Autour de Colmar, une bio florissante

Le 10/12/2024

Au pays des cigognes, les noms de village résonnent comme des hauts lieux touristiques, avec la route des vins qui serpente entre les coteaux et les marchés de Noël qui illuminent l’hiver. La bio, enracinée depuis longtemps, du producteur au consommateur, s’y est bien épanouie, merci ! - Pascale Solana

Du printemps à l’automne, de l’ail des ours aux fruits de l’églantier, Mathias Tschudy suit le temps des plantes qu’il cultive ou cueille dans la montagne près d’Aubure. Dans son atelier, l’Herberie, paysanne, avec un soin et une délicatesse étonnante, il en fait des tisanes, des sirops et des vinaigres parfumés.

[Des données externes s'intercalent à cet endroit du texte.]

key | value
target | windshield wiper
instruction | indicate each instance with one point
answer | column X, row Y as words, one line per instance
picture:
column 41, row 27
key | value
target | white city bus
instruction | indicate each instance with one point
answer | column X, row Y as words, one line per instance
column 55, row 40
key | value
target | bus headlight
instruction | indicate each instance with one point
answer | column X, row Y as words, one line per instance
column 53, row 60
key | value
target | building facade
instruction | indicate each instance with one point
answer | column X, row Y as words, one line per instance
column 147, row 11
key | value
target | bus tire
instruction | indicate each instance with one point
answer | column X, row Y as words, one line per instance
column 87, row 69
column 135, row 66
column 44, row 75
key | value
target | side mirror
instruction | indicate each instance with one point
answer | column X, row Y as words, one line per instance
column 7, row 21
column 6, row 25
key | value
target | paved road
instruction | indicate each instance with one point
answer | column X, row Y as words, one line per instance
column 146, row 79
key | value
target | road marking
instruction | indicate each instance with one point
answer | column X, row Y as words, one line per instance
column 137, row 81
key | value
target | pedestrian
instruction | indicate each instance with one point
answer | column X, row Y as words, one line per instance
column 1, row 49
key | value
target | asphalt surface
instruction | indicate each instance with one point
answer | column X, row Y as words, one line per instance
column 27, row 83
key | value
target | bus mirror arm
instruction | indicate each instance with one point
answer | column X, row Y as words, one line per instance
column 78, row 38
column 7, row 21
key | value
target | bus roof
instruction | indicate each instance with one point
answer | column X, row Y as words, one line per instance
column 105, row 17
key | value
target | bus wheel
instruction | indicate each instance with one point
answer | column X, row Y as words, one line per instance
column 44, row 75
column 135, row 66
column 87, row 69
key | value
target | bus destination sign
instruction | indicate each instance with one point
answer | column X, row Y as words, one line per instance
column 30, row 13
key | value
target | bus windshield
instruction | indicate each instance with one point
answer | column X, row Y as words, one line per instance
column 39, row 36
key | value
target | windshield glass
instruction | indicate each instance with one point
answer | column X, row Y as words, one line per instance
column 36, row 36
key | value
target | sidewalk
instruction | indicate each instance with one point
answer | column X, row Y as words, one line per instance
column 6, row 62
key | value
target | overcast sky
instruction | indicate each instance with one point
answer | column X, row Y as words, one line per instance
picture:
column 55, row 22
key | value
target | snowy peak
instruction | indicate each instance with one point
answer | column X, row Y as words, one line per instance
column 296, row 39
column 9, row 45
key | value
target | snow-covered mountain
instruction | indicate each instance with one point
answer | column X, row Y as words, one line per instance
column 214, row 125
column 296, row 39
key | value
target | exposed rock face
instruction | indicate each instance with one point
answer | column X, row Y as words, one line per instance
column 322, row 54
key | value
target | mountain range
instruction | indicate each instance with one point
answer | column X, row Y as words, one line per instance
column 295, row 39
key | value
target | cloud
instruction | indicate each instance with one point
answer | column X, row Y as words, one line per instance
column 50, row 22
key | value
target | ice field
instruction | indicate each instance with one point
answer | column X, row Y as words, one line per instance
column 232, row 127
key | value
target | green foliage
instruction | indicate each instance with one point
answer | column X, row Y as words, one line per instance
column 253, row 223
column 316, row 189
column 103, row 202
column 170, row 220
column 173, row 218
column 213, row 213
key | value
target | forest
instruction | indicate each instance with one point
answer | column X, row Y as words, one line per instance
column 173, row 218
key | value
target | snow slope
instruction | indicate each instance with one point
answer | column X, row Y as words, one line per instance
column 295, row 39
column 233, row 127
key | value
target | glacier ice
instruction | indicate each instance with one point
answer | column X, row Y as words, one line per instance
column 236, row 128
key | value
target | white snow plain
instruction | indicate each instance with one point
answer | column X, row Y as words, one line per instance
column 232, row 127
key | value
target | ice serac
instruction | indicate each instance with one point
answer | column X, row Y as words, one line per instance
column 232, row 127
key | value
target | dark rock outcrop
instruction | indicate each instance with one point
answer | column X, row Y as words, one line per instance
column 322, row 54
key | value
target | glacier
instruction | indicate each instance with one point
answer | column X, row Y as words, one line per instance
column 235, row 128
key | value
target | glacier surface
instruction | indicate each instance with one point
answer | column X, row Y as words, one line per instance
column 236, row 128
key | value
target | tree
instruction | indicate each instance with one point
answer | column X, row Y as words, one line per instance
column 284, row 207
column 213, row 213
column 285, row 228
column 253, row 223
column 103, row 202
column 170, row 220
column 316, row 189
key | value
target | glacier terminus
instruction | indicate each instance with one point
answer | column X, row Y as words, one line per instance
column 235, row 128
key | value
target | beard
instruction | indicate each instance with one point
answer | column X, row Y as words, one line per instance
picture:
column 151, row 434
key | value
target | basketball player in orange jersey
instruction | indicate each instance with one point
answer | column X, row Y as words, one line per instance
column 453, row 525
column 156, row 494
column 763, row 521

Au pays des cigognes, les noms de village résonnent comme des hauts lieux touristiques, avec la route des vins qui serpente entre les coteaux et les marchés de Noël qui illuminent l’hiver. La bio, enracinée depuis longtemps, du producteur au consommateur, s’y est bien épanouie, merci !

Pascale Solana

Aurélie Capraro

Cogérante du magasin Biocoop Les Erlen au sud de Colmar (Haut-Rhin)

Il ne faudrait pas croire qu’en Alsace on mange du munster et de la choucroute arrosés de vin blanc à tous les repas », s’exclame Aurélie Capraro, cogérante avec Camille Boutillot de Biocoop Les Erlen, quand elle évoque les producteurs locaux avec lesquels elles travaillent. Une soixantaine dont les portraits en grand et encadrés sont affichés sur les murs du magasin qui a vu le jour il y a cinq ans, aux portes de Colmar. « Ici, c’est facile », reconnaît-elle en énumérant un, deux, trois, quatre, cinq boulangers bio ! « À l’image de l’agriculture alsacienne, celle du Haut-Rhin est particulièrement diversifiée. Et en bio, on peut tout faire », assure Hélène Clerc, chargée de mission à l’antenne Alsace de Bio en Grand Est.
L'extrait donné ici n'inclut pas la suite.